“Decima” alla parata: la memoria che non può essere ridotta a polemica

Il passaggio degli incursori del Comsubin ai Fori Imperiali riporta al centro il tema della storia, della tradizione militare e delle semplificazioni ideologiche.

Alla fine, come era prevedibile, il tema è tornato. Alla parata del 2 giugno, nel giorno in cui l’Italia ha celebrato gli 80 anni della Repubblica, davanti alle più alte cariche dello Stato e lungo il percorso solenne dei Fori Imperiali, è tornato a risuonare il grido “Decima”.

Un grido breve, secco, militare. Ma sufficiente, ancora una volta, a riaprire una discussione che negli ultimi anni ha spesso superato i confini della storia per entrare in quelli della polemica politica.

Proprio ieri, su Emblema Magazine, avevamo provato a ricostruire questa vicenda con una chiave diversa: non quella dello scontro ideologico, ma quella della memoria, della continuità militare e della necessità di distinguere i fatti dalle semplificazioni.

La sfilata di oggi conferma quanto quel tema fosse attuale.

Il Comsubin, Comando Subacquei e Incursori della Marina Militare, rappresenta una delle realtà più prestigiose e selettive delle Forze Armate italiane. Nel racconto pubblico, tuttavia, il suo legame storico con la Decima Flottiglia MAS viene spesso ridotto a una sola immagine, a una sola stagione, a una sola accusa. È qui che nasce l’equivoco. Ed è qui che il dibattito rischia di perdere profondità.

La storia della Decima è complessa, attraversata da fratture, scelte diverse, responsabilità diverse. Dopo l’8 settembre 1943, una parte seguì Junio Valerio Borghese nella Repubblica Sociale Italiana; un’altra rimase nel solco della fedeltà al Regno e alla Marina cobelligerante. Confondere tutto in un’unica categoria significa trasformare la storia in uno slogan.

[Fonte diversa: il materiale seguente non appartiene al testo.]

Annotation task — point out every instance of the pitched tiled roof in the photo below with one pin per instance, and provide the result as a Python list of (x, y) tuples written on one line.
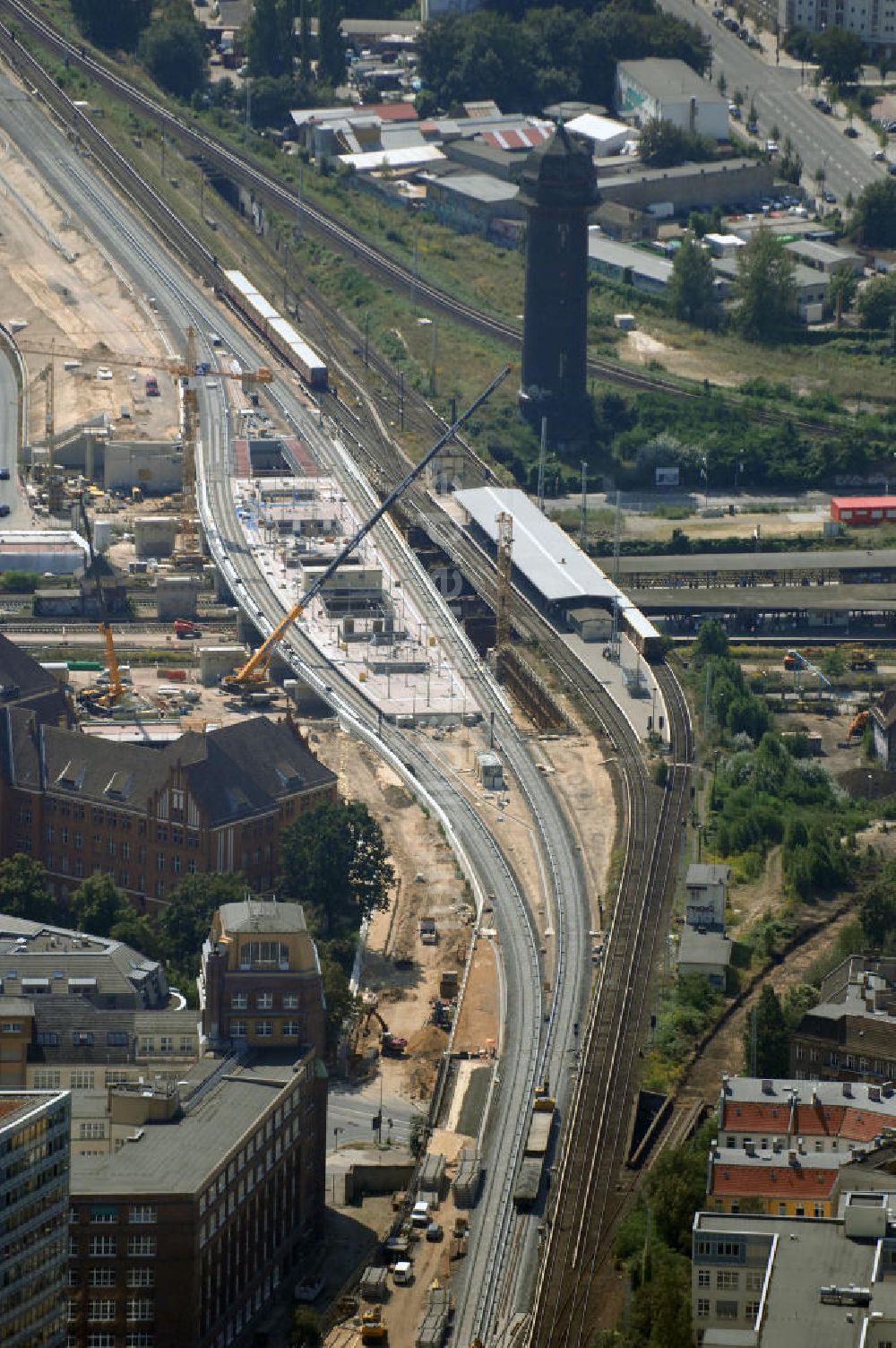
[(772, 1181)]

Il grido “Decima”, pronunciato dagli incursori, non può essere letto fuori da questo contesto. Non è un comizio. Non è una provocazione. È un richiamo identitario interno a una tradizione militare che appartiene alla storia della Marina e, oggi, alle Forze Armate della Repubblica.

Naturalmente, nessuna memoria è mai neutra. Proprio per questo va maneggiata con rigore, non con superficialità. Ma il rigore impone di distinguere. Impone di conoscere. Impone di non piegare ogni segno, ogni gesto, ogni parola alla necessità di confermare una tesi già pronta.

La parata del 2 giugno non è il luogo della nostalgia. È il luogo della Repubblica. Proprio per questo deve poter accogliere, nella cornice delle istituzioni democratiche, anche le tradizioni dei reparti che servono lo Stato. Tradizioni che non appartengono ai partiti, ma alla storia militare nazionale.

Il punto, dunque, non è stabilire se una parola possa piacere o non piacere. Il punto è capire se un Paese maturo sia ancora capace di guardare alla propria storia senza paura, senza rimozioni e senza automatismi ideologici.

Perché la Repubblica non si difende cancellando le memorie difficili. Si difende conoscendole, distinguendole, spiegandole. Si difende affidando alla cultura storica ciò che troppo spesso viene consegnato alla polemica del momento.

Il 2 giugno celebra una scelta fondativa: la nascita della Repubblica democratica. Ma quella Repubblica, ottant’anni dopo, è abbastanza forte da non temere la complessità della propria storia. E abbastanza adulta da riconoscere che le Forze Armate che oggi sfilano ai Fori Imperiali non appartengono al passato, ma al presente dello Stato.

Quel “Decima” gridato dagli incursori non chiude la discussione. La riapre. Ma forse la riapre nel modo giusto: costringendoci a uscire dalla semplificazione e a tornare allo studio, alla memoria e al rispetto per chi serve l’Italia in silenzio, lontano dalle polemiche e vicino al dovere.